FemPulse wearable therapy is designed to afford women a significantly more patient-friendly neuromodulation option, with the goal of increasing adoption of treatment among the millions of untreated and undertreated women suffering with OAB.   Research presented at the Society of Urodynamics (SUFU) February 2021 meeting confirmed that OAB sufferers prefer to trial a wearable OAB treatment more than any other option, including behavioral modification, physical therapy, medication, and all other forms of neuromodulation.

Bioelectronics for OAB

The FemPulse bioelectronic device has eight individual electrodes to address a variety of neurosensory medical conditions.  OAB is one such condition, in which bladder nerves excessively signal, causing the false sense of fullness underlying OAB.  Sympathetic nerves promote bladder filling and parasympathetic nerves facilitate emptying.  To treat OAB, FemPulse targets the sympathetic nerves involved in relaxation of the bladder and constriction of the urethral sphincter. The treatment is designed to prevent the abnormal nerve signaling to muscles of the bladder that are normally relaxed as the bladder fills.  FemPulse directly influences the nerves causing OAB, rather than attempting to influence the muscles like other therapies.

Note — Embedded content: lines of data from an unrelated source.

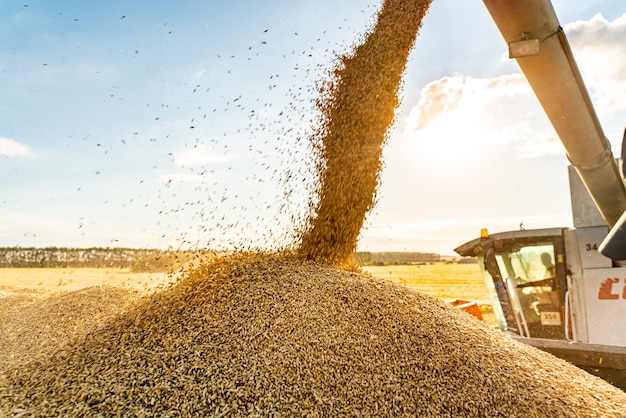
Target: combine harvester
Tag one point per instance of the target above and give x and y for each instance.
(562, 290)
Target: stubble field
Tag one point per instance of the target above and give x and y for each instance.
(441, 280)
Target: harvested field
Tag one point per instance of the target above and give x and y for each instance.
(268, 335)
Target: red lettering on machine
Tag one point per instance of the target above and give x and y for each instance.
(606, 289)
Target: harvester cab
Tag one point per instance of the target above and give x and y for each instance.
(562, 289)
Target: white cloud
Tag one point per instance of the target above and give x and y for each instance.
(11, 148)
(182, 178)
(457, 115)
(600, 51)
(199, 155)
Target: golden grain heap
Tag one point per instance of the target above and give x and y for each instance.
(278, 335)
(357, 110)
(260, 335)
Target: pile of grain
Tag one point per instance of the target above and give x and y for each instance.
(34, 323)
(270, 335)
(357, 111)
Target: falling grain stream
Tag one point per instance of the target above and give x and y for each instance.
(293, 333)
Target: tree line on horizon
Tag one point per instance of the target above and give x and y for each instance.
(146, 260)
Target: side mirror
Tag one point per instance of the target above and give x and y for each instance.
(614, 245)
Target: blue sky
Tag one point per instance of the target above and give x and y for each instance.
(155, 124)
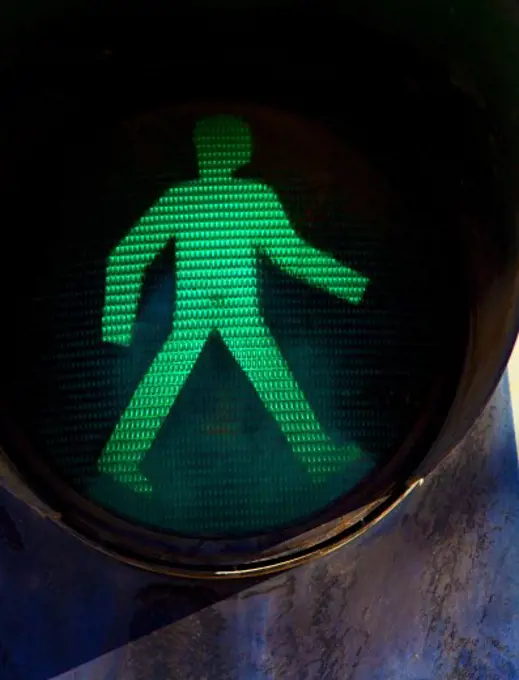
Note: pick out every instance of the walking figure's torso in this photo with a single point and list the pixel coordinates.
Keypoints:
(217, 242)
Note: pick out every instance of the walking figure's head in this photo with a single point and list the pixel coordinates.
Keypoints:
(223, 144)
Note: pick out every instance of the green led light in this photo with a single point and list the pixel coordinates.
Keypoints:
(221, 225)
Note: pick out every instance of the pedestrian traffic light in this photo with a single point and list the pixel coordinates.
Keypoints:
(241, 314)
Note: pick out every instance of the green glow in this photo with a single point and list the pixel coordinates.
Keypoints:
(220, 224)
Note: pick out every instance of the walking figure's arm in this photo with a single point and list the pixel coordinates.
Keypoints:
(297, 257)
(126, 268)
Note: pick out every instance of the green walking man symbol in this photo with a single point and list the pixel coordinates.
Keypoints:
(220, 224)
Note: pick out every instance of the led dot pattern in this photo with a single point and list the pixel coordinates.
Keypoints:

FemPulse Clinical Evidence

FemPulse is preparing to complete a pivotal clinical study in support of an application for FDA clearance as a De Novo device for the overactive bladder (OAB) indication.  The pivotal study follows successful achievement of primary and secondary endpoints in two previous clinical studies, one in-clinic and the other in-home.

In-clinic study completed

The first clinical study was an IRB-approved, blinded, randomized, sham-controlled crossover study conducted in two clinical centers. Clinical results were presented at the American Urology Association (AUA) annual meeting in San Francisco and the International Urogynecological Association (IUGA) annual meeting in Vienna, Austria.  Dr. Suzette Sutherland, Director of Female Urology at University of Washington, presented that primary objectives regarding fit, comfort and safety were met, as well as positive secondary outcomes regarding patient preference, a reduction in incontinence events, and an increase in time between voids.

In-home study completed

The EVANESCE-OAB™ (Evaluation of a Non-Implanted Electrical Stimulation Continence Device for Overactive Bladder) trial was an IRB-approved, prospective, randomized, sham-controlled, double-blind, parallel group design clinical investigation. The study enrolled 21 patients across three sites to assess in an ambulatory setting the treatment in adult women with a diagnosis of overactive bladder. The primary objectives of the trial were to evaluate safety, describe fit and comfort and assess the potential clinical utility of FemPulse’s proprietary device therapy. The positive results of the trial were again presented by the Principal Investigator at an American Urology Association (AUA) annual meeting, in 2020. The improvements in voids per day as well as on other validated metrics using the FemPulse device were positive compared to published clinical results for the leading medications.

Articles on FemPulse

The promise of FemPulse’s wearable bioelectronic medicine has been welcomed in numerous industry articles, such as MD+DI “Finally, a Wearable Neuromodulation Device for Overactive Bladder”, MedTech Insight “Neuromodulation Devices Stimulate Opportunities in Urology”, Start Up “FemPulse Pioneers on Multiple Fronts”, and Urology Times “Wearable Neuromodulation Device Shows Promise for Overactive Bladder” (linked also by the American Urogynecologic Society weekly news), as well as in more popular publications such as The Daily Mail “Could a Doughnut-Shaped Nerve Zapper Cure Overactive Bladders in Women?”